Uncertainty quantification of the wall thickness and stiffness in an idealized dissected aorta.

Personalized treatment informed by computational models has the potential to markedly improve the outcome for patients with a type B aortic dissection. However, existing computational models of dissected walls significantly simplify the characteristic false lumen, tears and/or material behavior. Moreover, the patient-specific wall thickness and stiffness cannot be accurately captured non-invasively in clinical practice, which inevitably leads to assumptions in these wall models. It is important to evaluate the impact of the corresponding uncertainty on the predicted wall deformations and stress, which are both key outcome indicators for treatment optimization. Therefore, a physiology-inspired finite element framework was proposed to model the wall deformation and stress of a type B aortic dissection at diastolic and systolic pressure. Based on this framework, 300 finite element analyses, sampled with a Latin hypercube, were performed to assess the global uncertainty, introduced by 4 uncertain wall thickness and stiffness input parameters, on 4 displacement and stress output parameters. The specific impact of each input parameter was estimated using Gaussian process regression, as surrogate model of the finite element framework, and a δ moment-independent analysis. The global uncertainty analysis indicated minor differences between the uncertainty at diastolic and systolic pressure. For all output parameters, the 4th quartile contained the major fraction of the uncertainty. The parameter-specific uncertainty analysis elucidated that the material stiffness and relative thickness of the dissected membrane were the respective main determinants of the wall deformation and stress. The uncertainty analysis provides insight into the effect of uncertain wall thickness and stiffness parameters on the predicted deformation and stress. Moreover, it emphasizes the need for probabilistic rather than deterministic predictions for clinical decision making in aortic dissections.

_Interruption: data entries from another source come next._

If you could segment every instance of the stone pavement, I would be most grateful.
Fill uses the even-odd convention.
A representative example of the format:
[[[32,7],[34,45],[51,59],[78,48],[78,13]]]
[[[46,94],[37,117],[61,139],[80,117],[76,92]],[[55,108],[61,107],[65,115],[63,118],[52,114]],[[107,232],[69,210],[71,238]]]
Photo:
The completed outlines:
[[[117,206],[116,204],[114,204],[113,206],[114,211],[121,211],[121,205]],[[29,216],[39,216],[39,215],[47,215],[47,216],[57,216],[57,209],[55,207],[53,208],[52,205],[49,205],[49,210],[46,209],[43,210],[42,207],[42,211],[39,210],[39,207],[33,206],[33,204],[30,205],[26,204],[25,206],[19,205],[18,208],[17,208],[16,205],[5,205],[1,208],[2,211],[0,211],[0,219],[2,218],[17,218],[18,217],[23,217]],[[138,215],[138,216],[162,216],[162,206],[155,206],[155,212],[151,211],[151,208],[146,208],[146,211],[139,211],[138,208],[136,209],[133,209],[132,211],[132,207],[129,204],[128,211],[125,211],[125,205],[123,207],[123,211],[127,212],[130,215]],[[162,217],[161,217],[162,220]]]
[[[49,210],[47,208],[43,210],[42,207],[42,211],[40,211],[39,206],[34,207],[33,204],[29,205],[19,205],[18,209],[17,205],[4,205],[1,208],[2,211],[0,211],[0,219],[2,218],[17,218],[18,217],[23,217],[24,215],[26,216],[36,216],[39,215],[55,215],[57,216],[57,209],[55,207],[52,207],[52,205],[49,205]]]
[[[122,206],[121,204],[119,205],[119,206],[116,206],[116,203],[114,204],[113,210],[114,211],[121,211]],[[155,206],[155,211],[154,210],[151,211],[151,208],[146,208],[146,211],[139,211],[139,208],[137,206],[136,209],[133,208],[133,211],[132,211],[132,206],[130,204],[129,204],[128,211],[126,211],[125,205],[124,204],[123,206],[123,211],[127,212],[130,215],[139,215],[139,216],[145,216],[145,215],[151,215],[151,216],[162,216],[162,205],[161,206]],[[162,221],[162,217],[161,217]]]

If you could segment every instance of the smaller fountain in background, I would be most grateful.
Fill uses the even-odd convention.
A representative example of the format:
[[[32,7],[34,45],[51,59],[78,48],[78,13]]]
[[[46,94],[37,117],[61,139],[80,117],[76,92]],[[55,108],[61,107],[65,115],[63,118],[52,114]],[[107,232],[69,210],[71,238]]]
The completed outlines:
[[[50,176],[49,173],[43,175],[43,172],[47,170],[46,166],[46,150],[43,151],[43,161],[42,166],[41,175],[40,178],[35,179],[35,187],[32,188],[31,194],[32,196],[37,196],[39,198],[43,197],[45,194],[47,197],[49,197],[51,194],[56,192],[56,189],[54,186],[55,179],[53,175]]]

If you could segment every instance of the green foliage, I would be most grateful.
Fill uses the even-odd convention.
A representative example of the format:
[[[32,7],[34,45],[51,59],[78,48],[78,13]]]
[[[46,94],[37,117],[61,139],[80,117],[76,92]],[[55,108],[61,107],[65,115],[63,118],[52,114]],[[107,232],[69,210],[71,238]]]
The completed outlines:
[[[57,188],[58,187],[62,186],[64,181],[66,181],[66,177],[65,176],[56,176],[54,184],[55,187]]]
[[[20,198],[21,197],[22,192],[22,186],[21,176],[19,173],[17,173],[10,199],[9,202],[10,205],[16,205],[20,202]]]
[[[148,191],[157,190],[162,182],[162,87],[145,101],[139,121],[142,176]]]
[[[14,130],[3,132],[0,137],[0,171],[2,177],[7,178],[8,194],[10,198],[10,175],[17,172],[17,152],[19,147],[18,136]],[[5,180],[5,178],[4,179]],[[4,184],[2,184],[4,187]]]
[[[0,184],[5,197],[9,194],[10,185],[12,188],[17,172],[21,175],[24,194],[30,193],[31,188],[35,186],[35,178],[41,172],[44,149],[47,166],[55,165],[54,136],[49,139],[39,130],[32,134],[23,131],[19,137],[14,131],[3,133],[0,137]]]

Growth and remodeling of the dissected membrane in an idealized dissected aorta model.

While transitioning from the acute to chronic phase, the wall of a dissected aorta often expands in diameter and adaptations in thickness and microstructure take place in the dissected membrane. Including the mechanisms, leading to these changes, in a computational model is expected to improve the accuracy of predictions of the long-term complications and optimal treatment timing of dissection patients. An idealized dissected wall was modeled to represent the elastin and collagen production and/or degradation imposed by stress- and inflammation-mediated growth and remodeling, using the homogenized constrained mixture theory. As no optimal growth and remodeling parameters have been defined for aortic dissections, a Latin hypercube sampling with 1000 parameter combinations was assessed for four inflammation patterns, with a varying spatial extent (full/local) and temporal evolution (permanent/transient). The dissected membrane thickening and microstructure was considered together with the diameter expansion over a period of 90 days. The highest success rate was found for the transient inflammation patterns, with about 15% of the samples leading to converged solutions after 90 days. Clinically observed thickening rates were found for 2-4% of the transient inflammation samples, which represented median total diameter expansion rates of about 5 mm/year. The dissected membrane microstructure showed an elastin decrease and, in most cases, a collagen increase. In conclusion, the model with the transient inflammation pattern allowed the reproduction of clinically observed dissected membrane thickening rates, diameter expansion rates and adaptations in microstructure, thus providing guidance in reducing the parameter space in growth and remodeling models of aortic dissections.

Pulse wave velocity: A clinical measure to aid material parameter estimation in computational arterial biomechanics.

Determining proper material parameters from clinical data remains a large, though unavoidable, challenge in patient-specific computational cardiovascular modeling. In an attempt to couple the clinical and modelling practice, this study investigated whether pulse wave velocity (PWV), a clinical arterial stiffness measure, can guide in determining appropriate parameter values for the Gasser-Ogden-Holzapfel (GOH) constitutive model. The reduction and uncertainty analysis was demonstrated on a cylindrical descending thoracic aorta model. Starting from discretized ranges of GOH parameters and using a full factorial design, the parameter sets yielding a physiological PWV (3.5-12.5 m/s) at diastolic pressure (80 mmHg; PWV80) were selected and their PWV at dicrotic notch pressure (110 mmHg; PWV110) was determined. These PWV measures were applied to determine the reduction of the 7D GOH parameter space, the 2D subspaces and the remaining uncertainty in case only PWV80 or both measurements are available. The resulting 12,032 parameter sets lead to a 7D parameter space reduction of ≥ 82.5 % using PWV80, which increased to 96.0 % when including PWV110, in particular at 3.5-8.5 m/s. A similar trend was observed for the remaining uncertainty and the 2D subspaces comprised of medial collagen fiber parameters, while scarce reductions were found for the adventitial and elastin parameters. In conclusion, PWV80 and PWV110 are complementary measures with the potential to reduce the GOH parameter space in arterial models, in particular for media- and collagen-related parameters. Moreover, this approach has the advantage that it allows the estimation of the remaining uncertainty after parameter space reduction.